De acordo com a edição de hoje do Diário de Notícias, o Governo tem 320 milhões de euros para recuperar escolas do ensino básico, secundário e pré-escolar, um financiamento em grande parte europeu e cujas obras, previstas em 500 escolas, têm que ser feitas até 2020.

A coordenadora do BE admite que esta "é uma resposta que vem muito tarde" e que "o investimento já devia ter sido feito há mais tempo". "Apresentamos projetos de resolução, perguntas, requerimentos, fizemos debates no parlamento antes do verão para evitar que este ano letivo fosse assim e aqui estamos com mais um inverno com chuva dentro das escolas", lamentou.

Catarina Martins alertou para a necessidade de se perceber "se o plano inclui todas as escolas que precisam de estar incluídas". "Em segundo lugar, que o investimento previsto para as escolas seja um investimento que resolva os problemas e não que adie problemas como tem acontecido até agora por as verbas serem curtas demais para as necessidades que existem", avisou ainda.
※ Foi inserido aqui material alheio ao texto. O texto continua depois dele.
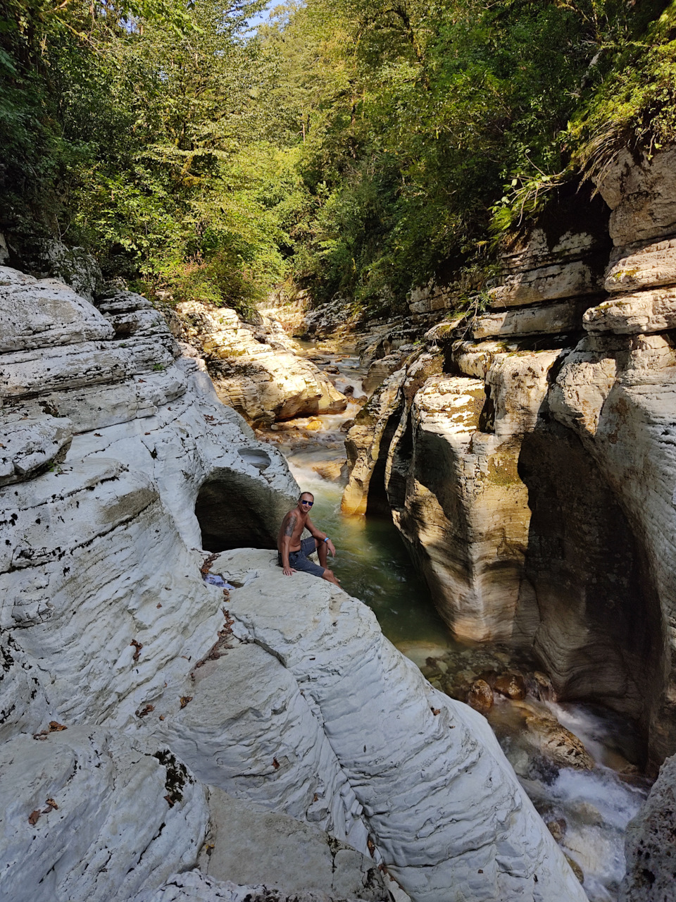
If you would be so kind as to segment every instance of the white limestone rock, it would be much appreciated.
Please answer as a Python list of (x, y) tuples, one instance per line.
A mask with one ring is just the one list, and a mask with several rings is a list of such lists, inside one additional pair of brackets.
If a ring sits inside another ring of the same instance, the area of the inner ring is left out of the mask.
[(676, 148), (635, 157), (622, 151), (597, 180), (613, 211), (610, 237), (616, 245), (647, 241), (676, 232)]
[(92, 727), (5, 742), (0, 786), (0, 895), (12, 902), (127, 902), (194, 863), (208, 820), (174, 756)]
[(480, 431), (486, 404), (480, 380), (425, 382), (411, 408), (413, 449), (393, 517), (452, 631), (501, 640), (515, 632), (530, 511), (516, 470), (521, 435), (498, 434), (498, 420)]
[(576, 260), (507, 275), (489, 294), (493, 307), (505, 308), (594, 294), (599, 287), (600, 280), (589, 263)]
[[(215, 880), (192, 870), (172, 875), (154, 892), (142, 892), (132, 902), (357, 902), (357, 899), (338, 898), (323, 892), (294, 891), (289, 895), (274, 887), (240, 886), (232, 880)], [(383, 896), (382, 902), (389, 902), (389, 897)]]
[(56, 716), (43, 677), (15, 638), (0, 633), (0, 743), (18, 732), (38, 732)]
[(110, 323), (71, 288), (16, 272), (0, 267), (0, 352), (112, 337)]
[(73, 424), (65, 417), (13, 411), (4, 418), (3, 426), (0, 486), (26, 479), (62, 460), (73, 437)]
[(676, 288), (658, 288), (612, 297), (587, 310), (588, 332), (644, 335), (676, 328)]
[[(379, 902), (388, 899), (377, 862), (315, 824), (264, 811), (213, 787), (209, 789), (208, 851), (198, 859), (204, 873), (240, 885), (264, 884), (288, 893)], [(403, 893), (403, 890), (399, 890)]]
[(198, 342), (221, 400), (251, 423), (339, 413), (347, 399), (309, 361), (257, 340), (234, 310), (197, 301), (178, 305), (181, 336)]
[(676, 352), (662, 336), (589, 336), (569, 354), (550, 392), (612, 488), (646, 556), (654, 631), (653, 688), (644, 701), (653, 760), (676, 742)]
[(170, 712), (166, 701), (156, 703), (166, 716), (159, 732), (203, 783), (315, 824), (368, 853), (354, 793), (321, 723), (274, 654), (236, 643), (196, 671), (191, 686), (185, 708), (174, 704)]
[[(269, 649), (315, 706), (388, 870), (412, 898), (584, 902), (490, 728), (434, 690), (364, 604), (285, 577), (265, 551), (222, 554), (233, 630)], [(280, 594), (296, 603), (280, 615)], [(433, 710), (434, 709), (434, 710)], [(537, 878), (537, 879), (535, 879)]]
[(542, 307), (485, 313), (472, 321), (471, 335), (476, 340), (501, 336), (557, 335), (580, 332), (587, 300), (565, 300)]
[(618, 248), (610, 258), (604, 288), (610, 294), (676, 285), (676, 239), (638, 248)]

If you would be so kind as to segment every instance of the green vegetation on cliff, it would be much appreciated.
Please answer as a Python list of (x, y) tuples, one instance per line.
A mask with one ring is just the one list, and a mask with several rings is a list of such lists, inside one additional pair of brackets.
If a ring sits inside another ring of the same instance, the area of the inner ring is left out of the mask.
[(676, 138), (660, 0), (0, 0), (0, 230), (245, 308), (284, 280), (396, 309)]

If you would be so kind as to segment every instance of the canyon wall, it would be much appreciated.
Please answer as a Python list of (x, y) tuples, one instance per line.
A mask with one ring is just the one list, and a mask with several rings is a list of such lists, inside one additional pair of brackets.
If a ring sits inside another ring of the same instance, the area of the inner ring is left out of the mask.
[(653, 762), (676, 750), (675, 162), (624, 152), (550, 205), (470, 315), (416, 292), (437, 322), (348, 434), (345, 494), (387, 492), (455, 634), (534, 652)]
[(90, 294), (0, 268), (0, 896), (583, 902), (485, 721), (281, 574), (284, 458)]

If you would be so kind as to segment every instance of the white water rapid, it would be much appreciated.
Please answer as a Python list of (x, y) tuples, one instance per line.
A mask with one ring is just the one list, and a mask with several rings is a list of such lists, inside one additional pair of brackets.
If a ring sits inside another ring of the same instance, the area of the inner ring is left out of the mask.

A líder bloquista defendeu que "se comece já a planificar as obras de forma a elas poderem começar mal o tempo o permita e se possa planificar o próximo ano letivo nas melhores condições porque obras que são grandes nas escolas naturalmente depois também têm impacto". "E nós não queremos, no próximo inverno, estar outra vez a falar disto como já estivemos a falar no passado. Queremos sim estar a falar de soluções", sublinhou.